Conditions for Sump Pumps
A heavy rainfall means that a large amount of water has been poured onto the ground. Depending on the type of soil and on the geography of the area, differing things will happen to that water. If a soil is very permeable and had a low moisture content to begin with, the water from the rain will drain through it quickly. However, if the soil is not very permeable, or it was already very wet, the water cannot drain quickly. And as the water builds up around the foundation of a house, hydrostatic pressure will push it through the floors and walls.
If the house is located on a slope, there is less water build-up as a result of gravity pulling excess water down the hill. In flat areas, water build-up is much greater, as there is nowhere for the water to drain but through the ground.
Removal of Water
After a heavy rainfall, hydrostatic pressure is pushing water through the floors and walls of your home. Without a sump pump, the amount of water would keep increasing, resulting in flooding.
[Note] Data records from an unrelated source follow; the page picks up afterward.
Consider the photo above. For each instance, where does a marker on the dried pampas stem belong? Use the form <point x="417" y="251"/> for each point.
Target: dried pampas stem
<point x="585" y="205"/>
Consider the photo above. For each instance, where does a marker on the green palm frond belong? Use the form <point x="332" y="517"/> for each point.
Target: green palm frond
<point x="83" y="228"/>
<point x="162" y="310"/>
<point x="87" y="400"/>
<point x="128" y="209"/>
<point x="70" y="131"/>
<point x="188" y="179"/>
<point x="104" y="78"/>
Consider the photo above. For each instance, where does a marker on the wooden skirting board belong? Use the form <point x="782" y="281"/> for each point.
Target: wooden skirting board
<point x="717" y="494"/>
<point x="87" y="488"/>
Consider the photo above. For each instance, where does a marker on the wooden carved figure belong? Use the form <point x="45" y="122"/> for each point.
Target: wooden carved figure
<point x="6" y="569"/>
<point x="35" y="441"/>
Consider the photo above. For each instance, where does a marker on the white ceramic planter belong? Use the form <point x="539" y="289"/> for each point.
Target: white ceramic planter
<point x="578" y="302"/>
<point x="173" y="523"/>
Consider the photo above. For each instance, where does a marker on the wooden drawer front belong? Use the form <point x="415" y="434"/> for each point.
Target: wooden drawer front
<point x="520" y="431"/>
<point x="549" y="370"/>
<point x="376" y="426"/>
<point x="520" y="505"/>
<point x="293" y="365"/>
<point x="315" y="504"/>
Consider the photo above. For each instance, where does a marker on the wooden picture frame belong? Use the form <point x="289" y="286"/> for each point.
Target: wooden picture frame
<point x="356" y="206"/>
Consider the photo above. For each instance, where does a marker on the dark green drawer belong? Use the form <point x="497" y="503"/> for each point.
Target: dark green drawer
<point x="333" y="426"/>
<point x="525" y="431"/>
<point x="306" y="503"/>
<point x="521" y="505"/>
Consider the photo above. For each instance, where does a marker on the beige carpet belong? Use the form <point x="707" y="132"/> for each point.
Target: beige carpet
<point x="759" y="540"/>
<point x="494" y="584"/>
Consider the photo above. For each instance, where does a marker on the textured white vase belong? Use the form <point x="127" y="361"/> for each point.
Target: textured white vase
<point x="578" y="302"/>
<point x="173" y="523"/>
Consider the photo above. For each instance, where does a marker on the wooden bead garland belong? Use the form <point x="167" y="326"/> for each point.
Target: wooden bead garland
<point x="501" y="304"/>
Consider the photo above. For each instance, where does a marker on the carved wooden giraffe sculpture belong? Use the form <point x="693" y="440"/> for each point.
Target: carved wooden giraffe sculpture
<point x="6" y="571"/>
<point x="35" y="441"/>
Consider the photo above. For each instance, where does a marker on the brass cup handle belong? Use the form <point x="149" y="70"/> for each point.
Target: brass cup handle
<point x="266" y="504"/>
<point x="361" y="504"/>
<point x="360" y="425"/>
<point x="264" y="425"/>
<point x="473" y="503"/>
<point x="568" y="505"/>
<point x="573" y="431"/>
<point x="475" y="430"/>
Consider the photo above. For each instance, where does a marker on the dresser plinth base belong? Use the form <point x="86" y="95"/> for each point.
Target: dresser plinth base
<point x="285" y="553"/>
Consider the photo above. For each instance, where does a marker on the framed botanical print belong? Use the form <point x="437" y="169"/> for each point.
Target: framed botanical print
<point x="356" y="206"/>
When there is a sump pit, the water will flow and accumulate into the pit. This activates the sump pump, which will begin the process of removing the water. Until the time where the rainwater has finally managed to drain through the soil to a depth lower then where your house is located, water will keep being pushed into your basement and the pump will keep working to remove that water.
Abnormal Running Conditions
While constant running is normal until the water is removed, there are some abnormal conditions that cause your sump pump to make noises or run nonstop. If the float switch gets jammed at a higher level, it'll signal the pump to continue running even if the water level in the pit drops. Another possible problem is with a malfunctioning check valve. When it works properly, the check valve prevents water from coming back in the discharge line and into pit. If it's malfunctioning, the valve can let water back in, forcing the pump to work nonstop since it can't clear all the water.
Considerations With Sump Pumps
There are two things that are important to remember regarding sump pumps. The first is that if the pump's capacity is not great enough for your home, flooding can still occur. The pump will likely work nonstop, but it still won't be enough to remove the water. The second is that a sump pump is still a mechanical device, and as such should be periodically tested to make certain it still works.